Coronary artery spasms are tricky to diagnose. No one knows precisely how many people experience coronary artery spasm because it does not always cause symptoms.
Experts suspect that younger people are affected by coronary artery spasm more often than by other types of heart disease. It also tends to impact more females than males.
Doctors do not fully understand why some people have coronary artery spasms.
One of the most common risk factors is smoking. Other potential causes or triggers of a coronary artery spasm include:
- using vasoconstrictor drugs, including beta blockers
- exposure to cold
- extreme stress
- use of stimulant drugs, such as cocaine
- excessive alcohol use or alcohol withdrawal
- excessive cannabis use
- magnesium deficiency
What does a coronary artery spasm feel like?
Severe chest pain can occur during coronary artery spasms.
Symptoms can vary from person to person or even between different occurrences.
Some spasms are "silent," meaning they can occur without causing any symptoms.
When symptoms do occur, they can include:
- chest pain, which may be severe
- pain that may radiate to head or shoulders
- burning feeling in the chest
- a sense of tightness in the chest
- pressure or squeezing sensation
If left untreated, coronary artery spasms can lead to heart attack or death, even when a person does not have any symptoms. However, life-threatening complications are uncommon.

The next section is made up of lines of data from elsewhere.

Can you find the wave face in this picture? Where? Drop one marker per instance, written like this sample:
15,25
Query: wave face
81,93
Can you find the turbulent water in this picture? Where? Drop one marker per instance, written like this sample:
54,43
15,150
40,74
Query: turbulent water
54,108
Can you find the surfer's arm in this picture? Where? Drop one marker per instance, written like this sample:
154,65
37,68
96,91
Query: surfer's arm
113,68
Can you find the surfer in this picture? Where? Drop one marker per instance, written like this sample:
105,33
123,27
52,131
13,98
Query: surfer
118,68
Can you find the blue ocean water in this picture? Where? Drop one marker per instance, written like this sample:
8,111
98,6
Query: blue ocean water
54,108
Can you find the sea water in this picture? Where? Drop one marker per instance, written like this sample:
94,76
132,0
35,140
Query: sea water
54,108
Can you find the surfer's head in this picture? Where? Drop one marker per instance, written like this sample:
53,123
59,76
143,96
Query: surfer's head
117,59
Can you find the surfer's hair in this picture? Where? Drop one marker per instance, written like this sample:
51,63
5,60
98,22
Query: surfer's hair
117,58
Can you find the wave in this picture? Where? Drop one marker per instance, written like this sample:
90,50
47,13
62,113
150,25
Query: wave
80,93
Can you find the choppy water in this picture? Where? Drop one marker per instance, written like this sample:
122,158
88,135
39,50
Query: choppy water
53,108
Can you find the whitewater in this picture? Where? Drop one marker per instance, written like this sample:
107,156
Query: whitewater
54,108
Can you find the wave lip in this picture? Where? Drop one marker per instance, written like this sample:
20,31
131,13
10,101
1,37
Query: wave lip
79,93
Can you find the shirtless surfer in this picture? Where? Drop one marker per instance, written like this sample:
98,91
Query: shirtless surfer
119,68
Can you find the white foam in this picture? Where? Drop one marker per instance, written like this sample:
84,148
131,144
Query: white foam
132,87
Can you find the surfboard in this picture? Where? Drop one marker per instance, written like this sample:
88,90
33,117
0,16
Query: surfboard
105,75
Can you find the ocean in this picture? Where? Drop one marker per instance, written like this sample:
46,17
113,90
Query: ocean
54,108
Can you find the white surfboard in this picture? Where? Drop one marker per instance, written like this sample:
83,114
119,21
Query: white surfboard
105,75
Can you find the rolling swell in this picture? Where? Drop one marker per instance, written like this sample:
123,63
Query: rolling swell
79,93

Coronary artery spasm can also cause different forms of arrhythmia, which is a change in the way the heart beats.
Arrhythmia is very common and can make a person feel as if their heart has "skipped a beat."
There are three main ways to diagnose coronary artery spasm:
- Coronary angiography: This is an X-ray-like test that creates images of blood vessels instead of bones.

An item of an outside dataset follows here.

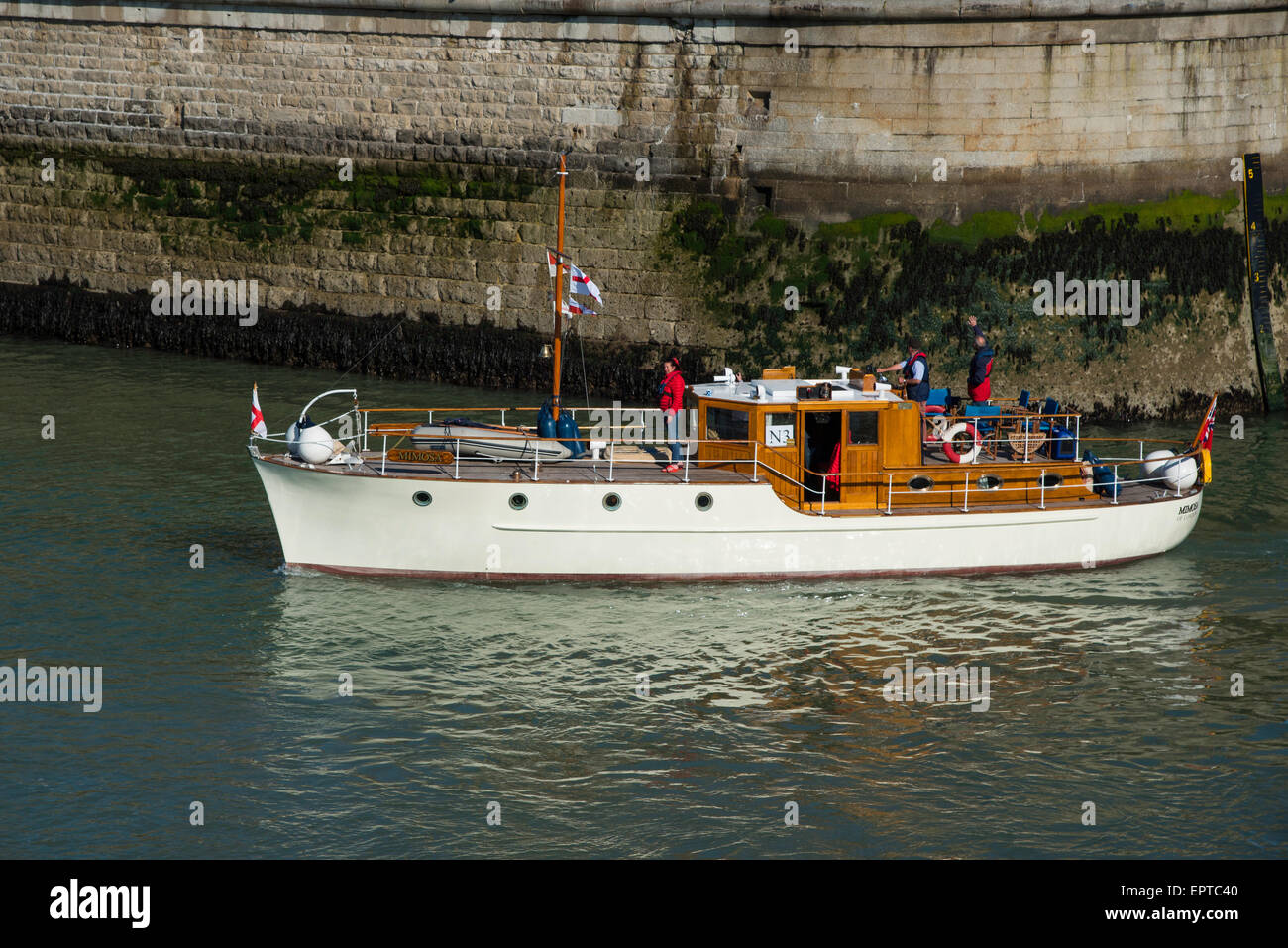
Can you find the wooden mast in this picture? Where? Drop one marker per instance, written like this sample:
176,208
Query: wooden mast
563,175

- Electrocardiogram: A test that checks for abnormal electrical patterns in the heart. This test is particularly useful for coronary artery spasm, as the condition causes irregular heart rhythms.
- Echocardiogram: This technique uses ultrasound technology to get a glimpse into heart valves and blood flow.
These tests are often enough for a diagnosis, but the only way to definitively diagnose coronary artery spasm is by doing an additional test called provocative testing.
During provocative testing, doctors use specific drugs to cause or "provoke" a spasm, which allows them to diagnose the condition with certainty.
Quitting smoking can reduce the risk of coronary artery spasms.
There is no cure for coronary artery spasm, but there are several ways to treat the condition and reduce symptoms.
Quitting smoking is the most helpful lifestyle change for coronary artery spasm. Eating a nutritious diet with plenty of fruits and vegetables and exercising regularly can also help reduce symptoms.
A doctor may also prescribe certain medications, including:
- calcium channel blockers to reduce muscle tightening in the chest
- nitrates to ease chest pain
- statins to lower cholesterol and strengthen arteries
When medications and lifestyle changes do not work, more invasive procedures can force a troublesome artery to open and stay open over time. Bypass surgery is a last resort.
The chances of long-term survival are good, as are the chances of controlling the spasms and their symptoms over time.
Avoiding smoking is critical. A person should continue taking any medications or other treatments even if they feel better because the spasms that do not cause any symptoms are just as dangerous as the ones that do.